Lake in County Mayo, Ireland

Carrowmore Lake is situated in the parishes of Belmullet, Kiltane and Kilcommon Erris, County Mayo between the villages of Bangor Erris and Barnatra at the southern end of Broadhaven Bay. The freshwater lake is over 4 mi long and almost 3 mi wide at its widest point. Glencullen's two townlands line its eastern shore and Rathmorgan and the Knocknascollop mountains rise up along its western shores. Carrowmore is not a deep lake and it provides the drinking water for the whole of the Erris area. It is fed by the Carrowmore River and drains into the Owenmore River on its way to Blacksod Bay. The lake is designated as a S.P.A. (Birds directive) in E.U. law and also as 000476 Complex S.A.C. (Special Area of Conservation).

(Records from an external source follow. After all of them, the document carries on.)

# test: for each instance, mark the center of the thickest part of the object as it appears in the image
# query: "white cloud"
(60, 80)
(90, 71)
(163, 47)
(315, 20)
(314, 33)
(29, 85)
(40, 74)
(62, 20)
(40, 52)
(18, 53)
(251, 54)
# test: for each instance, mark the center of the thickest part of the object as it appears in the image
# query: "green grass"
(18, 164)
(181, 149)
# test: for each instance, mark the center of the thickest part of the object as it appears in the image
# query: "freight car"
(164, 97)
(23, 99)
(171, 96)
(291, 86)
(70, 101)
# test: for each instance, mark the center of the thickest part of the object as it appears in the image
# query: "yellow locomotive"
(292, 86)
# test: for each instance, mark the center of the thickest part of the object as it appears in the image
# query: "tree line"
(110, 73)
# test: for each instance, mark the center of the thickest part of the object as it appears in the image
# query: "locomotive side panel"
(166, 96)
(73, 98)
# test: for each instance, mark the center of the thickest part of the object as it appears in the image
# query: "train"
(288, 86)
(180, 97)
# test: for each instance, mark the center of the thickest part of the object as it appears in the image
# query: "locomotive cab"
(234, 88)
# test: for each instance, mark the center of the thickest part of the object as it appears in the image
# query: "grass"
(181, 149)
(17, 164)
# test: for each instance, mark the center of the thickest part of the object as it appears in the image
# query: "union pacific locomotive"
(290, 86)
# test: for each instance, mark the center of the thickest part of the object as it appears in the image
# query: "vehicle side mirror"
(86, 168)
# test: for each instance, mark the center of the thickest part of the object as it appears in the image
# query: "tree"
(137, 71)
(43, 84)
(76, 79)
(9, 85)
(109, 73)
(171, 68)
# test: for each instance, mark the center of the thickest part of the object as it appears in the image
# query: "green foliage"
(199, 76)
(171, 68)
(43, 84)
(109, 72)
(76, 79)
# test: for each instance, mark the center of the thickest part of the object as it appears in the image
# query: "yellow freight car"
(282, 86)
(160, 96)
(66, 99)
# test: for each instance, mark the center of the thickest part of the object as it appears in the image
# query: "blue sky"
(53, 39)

It is an oligotrophic/mesotrophic lake with a substrate of Dalradian schists and pale quartzite. Its shorelines are dominated by blanket bog mainly but there are many houses, mainly linear in layout, along both sides of its shores. Its catchment area includes the townland of Bellanaboy in Kilcommon where the contentious Corrib Gas refinery is situated.

==Archaeology==
There are many islands in the lake. Some of these are thought to have been crannogs in use as lake fortifications through from the Iron Age to as late as the 17th century. The fort of Rathmorgan on the mountain at the south west corner of the lake is the site of the Táin Bó Flidhais cattle raid on Erris from Cruachan in Tulsk, County Roscommon, a tale from the Iron Age cycle of folklore.

George W. Russell ("Æ") wrote a poem about Carrowmore Lake.